Day and his colleagues face data-sharing challenges because some biotherapeutics R&D is in South San Francisco and some is in Cambridge, Mass. Rather than shipping hard drives with sequence data, the cloud-based strategy could help with "bucket-to-bucket" transfer, Day said.
Brent Richter, director of enterprise research for Partners Healthcare Systems, said that he and his colleagues have also experimented with "development work" on the Amazon cloud. He noted, however, that patient data cannot be handled and analyzed in that environment and must remain behind a firewall, in line with institutional review board approval.
He mentioned that he and his colleagues are exploring how to import Amazon machine images — pre-configured compute resources on the cloud that contain applications or data — into virtualization software.
Paul Rutherford, chief technology officer at of storage vendor Isilon, said in his talk that for most scientists the "cloud will cost you more" than an in-house storage system.
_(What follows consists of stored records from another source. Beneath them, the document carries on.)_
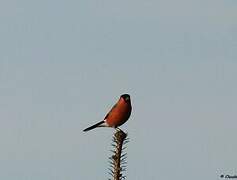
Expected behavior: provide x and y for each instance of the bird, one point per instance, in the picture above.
(117, 116)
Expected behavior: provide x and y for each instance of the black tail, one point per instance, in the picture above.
(94, 126)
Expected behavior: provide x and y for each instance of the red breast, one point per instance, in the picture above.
(120, 113)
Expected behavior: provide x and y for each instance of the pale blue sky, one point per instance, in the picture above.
(63, 64)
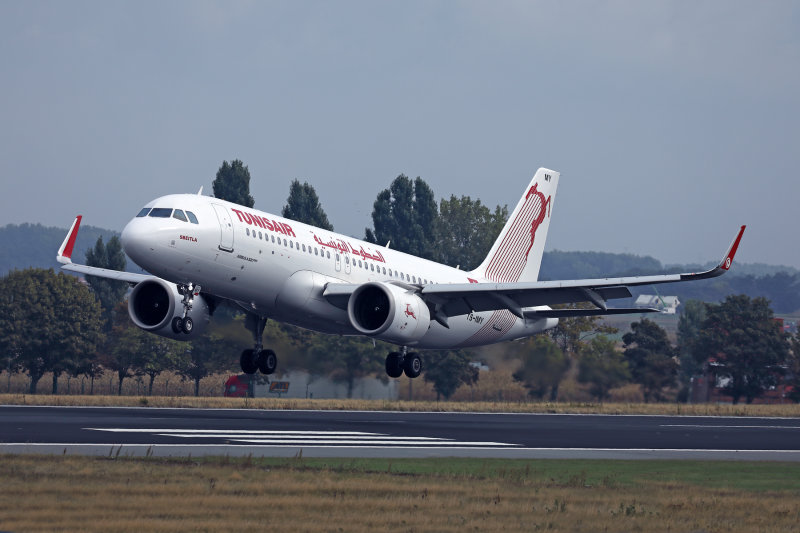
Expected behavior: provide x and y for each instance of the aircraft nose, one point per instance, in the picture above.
(134, 238)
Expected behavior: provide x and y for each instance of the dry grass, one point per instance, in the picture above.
(785, 410)
(74, 493)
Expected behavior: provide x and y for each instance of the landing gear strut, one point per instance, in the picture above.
(185, 324)
(257, 358)
(406, 362)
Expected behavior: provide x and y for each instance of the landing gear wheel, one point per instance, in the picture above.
(412, 365)
(248, 362)
(394, 365)
(267, 361)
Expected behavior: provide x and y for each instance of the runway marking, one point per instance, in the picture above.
(310, 438)
(701, 426)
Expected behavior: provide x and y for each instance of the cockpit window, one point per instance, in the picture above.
(161, 212)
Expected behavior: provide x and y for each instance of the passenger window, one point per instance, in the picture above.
(161, 212)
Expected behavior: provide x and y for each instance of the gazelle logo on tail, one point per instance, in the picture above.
(540, 215)
(517, 253)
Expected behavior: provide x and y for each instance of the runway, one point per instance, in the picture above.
(240, 432)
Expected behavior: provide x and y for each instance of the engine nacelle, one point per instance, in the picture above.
(153, 304)
(388, 312)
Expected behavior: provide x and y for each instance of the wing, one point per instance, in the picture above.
(447, 300)
(65, 258)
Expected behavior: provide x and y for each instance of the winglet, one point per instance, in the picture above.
(65, 251)
(727, 261)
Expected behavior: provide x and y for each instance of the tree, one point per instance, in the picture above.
(110, 292)
(792, 379)
(693, 312)
(48, 320)
(543, 367)
(303, 206)
(466, 230)
(742, 335)
(233, 183)
(208, 354)
(347, 359)
(448, 370)
(158, 354)
(571, 333)
(405, 214)
(651, 358)
(602, 366)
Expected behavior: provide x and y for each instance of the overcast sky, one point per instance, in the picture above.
(672, 123)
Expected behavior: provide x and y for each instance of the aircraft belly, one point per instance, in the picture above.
(481, 329)
(301, 301)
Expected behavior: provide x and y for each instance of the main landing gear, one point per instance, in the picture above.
(398, 363)
(185, 324)
(257, 358)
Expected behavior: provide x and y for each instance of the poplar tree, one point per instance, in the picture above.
(406, 214)
(303, 206)
(233, 183)
(742, 334)
(49, 321)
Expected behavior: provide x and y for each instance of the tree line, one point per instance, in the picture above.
(55, 323)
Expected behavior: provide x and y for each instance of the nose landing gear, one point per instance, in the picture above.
(185, 324)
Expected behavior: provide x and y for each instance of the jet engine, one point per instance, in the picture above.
(154, 303)
(388, 312)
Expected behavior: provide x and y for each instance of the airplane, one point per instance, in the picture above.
(200, 251)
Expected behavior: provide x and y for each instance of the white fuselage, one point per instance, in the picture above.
(278, 268)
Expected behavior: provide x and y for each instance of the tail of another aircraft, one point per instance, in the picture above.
(517, 253)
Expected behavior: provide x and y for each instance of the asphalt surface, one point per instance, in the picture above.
(237, 432)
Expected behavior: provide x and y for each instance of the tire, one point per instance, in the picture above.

With transfer costs of approximately 10 cents per gigabyte, plus storage costs of 10 cents per gigabyte per month, costs can mount into "serious" dimensions quickly, he said.
Although organizations with "random peaks" of processing requirements might be able to leverage cloud computing to their advantage, second-gen sequencing is causing data growth that reaches beyond random peaks — particularly when it comes to storing the data, he said.
Rutherford cautioned that although cloud computing is an "option," it is "not utopia." Nevertheless, he acknowledged that "eventually" computing will occur in combined environments in which the user may not know if a given analysis is occurring locally or in the cloud.
James Cuff, director of research computing for life sciences at Harvard University, noted in his talk that as sequencers make increasing headway in labs, "server creep" can occur in which multiple labs each establish a sequencer and an attached server — a scenario that might make cloud computing a lower-cost option.
Cuff agreed with the approach to move jobs rather than data, but also cautioned that "queue creep" can cause bottlenecks for both in-house and cloud-based systems.
In his talk, Sundquist said that the cloud lets scientists access as many nodes as a given task might require, which could range from under ten nodes to a few hundred.
Sundquist said that there is a "misconception" that moving data around is difficult with cloud computing. Once data is on the cloud it can be moved "quickly" on high-speed interconnects, infrastructure that currently only large sequencing centers have at their disposal, he said. In this sense, the firm expects that its offering can help solve the next-gen sequence analysis bottleneck.
Scientists can also leverage the cloud-based system to manage and share data with colleagues, which is often a challenge with large datasets, he said. Users can upload their data from, for example, a file server, although not directly stream from a sequencing instrument, he said.